Le Pony a beau être en centre-ville, il ne cherche pas à cacher sa gaytitude. Sur la porte, une pancarte annonce la couleur: «ATTENTION: CECI EST UN BAR GAY, UN BAR TRÈS GAY. N’ENTREZ PAS SI VOUS N’ÊTES NI QUEER NI ADMIRATEUR.» Marcus Wilson, le gérant, explique pourquoi le Pony a choisi d’évincer les hétéros coincés:

«En 20 ans, les gays et les lesbiennes ont acquis un poids politique. La clé du succès, pour la majorité, c’est d’être le plus inoffensif possible. Ils veulent gommer les aspérités, se fondre dans la masse. Quand les gays étaient marginaux, les bars étaient plus typés, plus colorés, avec des mecs en cuir, des trans. Les bars gays ont découragé la diversité. Aujourd’hui, ils ont tous la même déco et la même musique. Ils visent la neutralité. Certains bars ressemblent à des salles d’attente d’aéroport, sans rien de choquant… ni de stimulant. Je veux prendre le contre-pied de ça.»
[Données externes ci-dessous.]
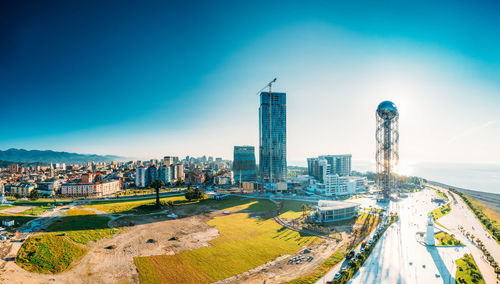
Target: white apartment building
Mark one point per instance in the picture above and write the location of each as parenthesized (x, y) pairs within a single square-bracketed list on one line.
[(97, 189), (164, 174), (335, 185), (140, 177)]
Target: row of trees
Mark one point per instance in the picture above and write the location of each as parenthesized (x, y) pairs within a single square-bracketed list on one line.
[(491, 225), (191, 194)]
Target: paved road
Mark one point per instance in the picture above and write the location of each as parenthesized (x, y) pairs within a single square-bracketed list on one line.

Il y a à peine 15 ans, les bistrots pullulaient dans certaines rues de Seattle. Aujourd’hui, ils ont quasiment tous disparu. Le Pony a essayé de recréer leur atmosphère sans prétention («un lieu où les gens peuvent se détendre et être eux-mêmes», dixit Mark Stoner), en y ajoutant une tonalité gay.

Jusqu’à quel point? Le vendredi soir où j’y suis allée, un go-go dancer dansait en slip sur le bar, un écran vidéo montrait des lutteurs au corps huilé, et les murs étaient recouverts de photographies de nus tirées de vieilles revues. Ces nus laissaient souvent tout voir, mais seuls quelques pénis étaient recouverts d’un triangle rose stratégiquement placé.

Stoner m’a expliqué que l’État de Washington interdisant les images à caractère pornographique dans les bars, un inspecteur du Bureau de contrôle de l’alcool était venu au Pony avant son ouverture pour déterminer quels clichés relevaient de l’art et quels autres de la pornographie.

Pourtant, ces symboles sont clairement un gros clin d’œil camp (non, ce n’est pas un backroom à la papa). Par exemple, les toilettes sont divisées en deux sections: Hommes et Garçons, mais en réalité, les femmes sont les bienvenues au Pony. (Quand j’y suis allée un dimanche avec mon amie Susan pour un thé dansant, un vague collègue à elle est venu nous inviter à nous joindre à son groupe d’amis). Les fenêtres du bar sont opacifiées par des logos en carton, mais ce n’est pas par nécessité, comme cela aurait été le cas il y a une génération. C’est un choix esthétique, un rappel stylisé du passé.
La clientèle gay est compliquée

Le Pony rend hommage aux bars gays de l’ancienne génération, tout en profitant des avantages de la nouvelle. Une chose ne change cependant pas: la clientèle, toujours aussi compliquée à en croire les patrons de bar.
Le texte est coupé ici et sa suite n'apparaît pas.